Todos nós que já estivemos em missões internacionais já passamos por situações como a que descreve o embaixador português Francisco Seixas da Costa. São ‘saias-justas’ que decorrido tempo suficiente se tornam anedotas interessantes e divertidas do dia-a-dia dos que se dedicam as coisas internacionais. Ainda lembro da insistência da Professora Leila Bijos para que tivéssemos SEMPRE a postura que o diplomata relata quando participamos de nossa primeira missão acadêmica ao exterior, mesmo diante de pernas de rã (que por sinal estavam ótimas). Lições úteis até hoje professora.
Educação diplomática
Por Francisco Seixas da Costa
O "jet lag" não ajudava nada. Naquele primeiro dia em Seul, mais do que seguir o calendário de eventos daquele seminário, eu morria de cansaço. Mas o "dever" chamava-me: cabia-me co-presidir a um exercício que pretendia retirar, da experiência da Organização para a Segurança e Cooperação na Europa, lições para a gestão das tensões na península da Coreia. Coordenava uma delegação multinacional ida de Viena, tendo como meu contraparte o secretário de Estado coreano dos Negócios Estrangeiros, velho amigo de outros postos.

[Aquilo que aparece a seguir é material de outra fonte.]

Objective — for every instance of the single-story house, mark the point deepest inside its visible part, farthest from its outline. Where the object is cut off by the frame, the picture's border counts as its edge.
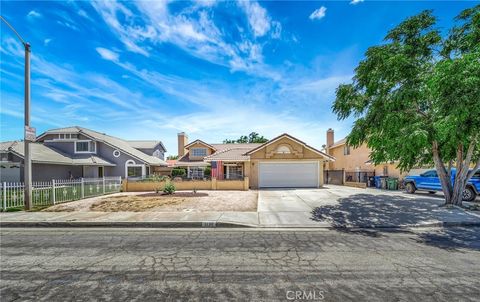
(284, 161)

O programa de uma das noites incluía assistir uma peça de teatro coreano, a que se seguia um jantar num restaurante típico. Estafado como estava, passei "pelas brasas" no espetáculo, aproveitando a redução das luzes. Chegados ao restaurante, um espaço tradicional, percebi que nos íamos sentar "à coreana", em almofadas e com as pernas cruzadas sob uma mesa baixa, o que iria pôr à prova os meus sacrificados joelhos. Mas, pronto!, era serviço!
Por feitio, não sou muito dado a experiências gastronómicas radicais e, muito em especial, sou habitualmente avesso a culinárias étnicas. Por isso, à vista dos pratos locais, fui fazendo uma seleção criteriosa sobre aquilo que neles me apetecia comer. Até que chegou o prato principal. Nunca consigo recordar o que era; só sei que era algo "sinistro", pelo cheiro e pela prova. Com alguma arte, fui afastando a comida pelo prato, enquanto alimentava a conversa com o meu contraparte, sentado à minha frente. A certo passo, notando que eu já não comia e muito do que fora servido já estava disperso, o anfitrião coreano perguntou, preocupado:
- Não gosta da comida?
Senti-me culpado pelo facto de não estar a corresponder à sua gentileza, pelo que me saiu qualquer coisa como isto:
- De forma nenhuma! Estava muito bom! Gostei imenso, mas já acabei.
O que eu fui dizer! O meu amigo coreano, temeroso que eu não tivesse ficado saciado, e apoiado no meu pronto elogio à sua comida nacional, logo mandou vir para mim uma nova dose, idêntica àquela que eu tinha dispersado com tanto cuidado pelo prato. E lá tive eu que comer aquela mistela, desta vez com escassa capacidade de disfarce. Foi uma noite bem penosa, confesso! A educação diplomática, às vezes, tem um elevado preço.
Comentários
Fiquei contente com a inserção do artigo do Embaixador Seixas Corrêa, e também de seu comentário sobre a sua experiência em um lindo e aprazível país latino-americano.
Recentemente fui entrevistada pela equipe da Embaixada Britânica a respeito da Diplomacia Cultural e incluí alguns comentários sobre a minha experiência e de meus alunos.
Desejo ressaltar que você se portou muito bem nessa missão, e tenho certeza que continua com os cuidados de sempre com a diplomacia cultural, incluindo a diplomacia gastronômica.